ASCOLI - Corruzione, truffa, falso ideologico e peculato sono i principali reati ipotizzati dalla Procura di Ascoli nei confronti del dottor Giuseppe Rossi, di Maurizio Strappelli e di altre 56 persone coinvolte a vario titolo nell’inchiesta sulle false vaccinazioni che lo scorso mese di gennaio portò all’arresto dell’allora medico di medicina di base dell’Area vasta 5 e di colui che viene ritenuto dagli inquirenti l’intermediario con i pazienti. Il procuratore generale Umberto Monti e il suo sostituto Mara Flaiani hanno firmato e notificato agli indagati l’avviso di conclusioni delle indagini preliminari.  Per tutti è stato ipotizzato il reato di corruzione.

Una parte dei pazienti pazienti del dottor Giuseppe Rossi ha chiesto di patteggiare.
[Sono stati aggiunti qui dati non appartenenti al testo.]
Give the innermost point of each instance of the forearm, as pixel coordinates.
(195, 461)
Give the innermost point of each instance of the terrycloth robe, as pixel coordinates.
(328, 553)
Il medico di Ascoli è accusato di aver favorito il rilascio di Green pass falsi senza sottoporli alla somministrazione del vaccino anti Covid 19. L'inchiesta ha riguardato 72 persone; a 56 la Procura di Ascoli Piceno ha inviato nei giorni scorsi l'avviso di chiusura delle indagini. Le altre 16 persone hanno chiesto di patteggiare già in fase di indagine, ammettendo sostanzialmente le proprie responsabilità. 

 

Secondo quanto sostenuto dalla Procura, sarebbe stato appurato che ciascuno dei pazienti consegnasse cento euro al dottor Rossi per ottenere la certificazione verde senza che venisse inoculato il vaccino. A questo, poi, si aggiungono anche i reati di falso ideologico in concorso con il medico per aver consentito il rilascio della certificazione verde senza procedere alla inoculazione del siero, falso materiale e truffa nei confronti dell’Asur per aver percepito gli emolumenti previsti per ciascuna dose di vaccino somministrata. Solo nei confronti del medico, invece, è stato ipotizzato il reato di peculato per essersi appropriato di 120 dosi che non sarebbero mai state somministrate. A questo punto, nei venti giorni successivi alla notifica, i difensori degli indagati ptranno accedere ai faldoni delle indagini tra le quali i file relativi alle intercettazioni e, se necessario, anche presentare memorie difensive oppure chiedere che i propri assistiti vengano ascoltati. Solo successivamente, la Procura potrà presentare la richiesta di rinvio a giudizio per le persone coinvolte. L’inchiesta partì dopo che il governo, per cercare di fronteggiare la pandemia, introdusse l’obbligo di green pass sui luoghi di lavoro. Non passò inosservato, neppure ai vertici dell’Area vasta 5, il comportamento nelle settimane successive del medico di base che aveva prelevato un numero di fiale decisamente superiore alla media degli altri colleghi che avevano anche un numero maggiore di assistiti. 
 

Appostamenti e pedinamenti


Dopo mesi di appostamenti, pedinamenti, intercettazioni, a inizio gennaio scattò il blitz: i carabinieri attesero che il dottor Rossi terminasse il turno notturno di guardia medica per arrestarlo. Dalla successiva perquisizione, i militari dell’Arma trovarono nella sua abitazione quasi settemila euro in banconote all’interno di alcune buste. E fu allora che il dottor Rossi fece ai carabinieri delle parziali ammissioni che poi ribadì, fornendo ulteriori particolari, dopo che era stato rinchiuso nel carcere anconetano di Montacuto, al procuratore Monti che ha, di conseguenza, ipotizzato per gli attuali 58 indagati anche il reato di corruzione. Nel frattempo, il dottor Rossi, assistito dall’avvocato Umberto Gramenzi, è stato rimesso in libertà e dopo essere andato in pensione come medico di medicina generale convenzionato con l’Asur, è tornato a svolgere la libera professione.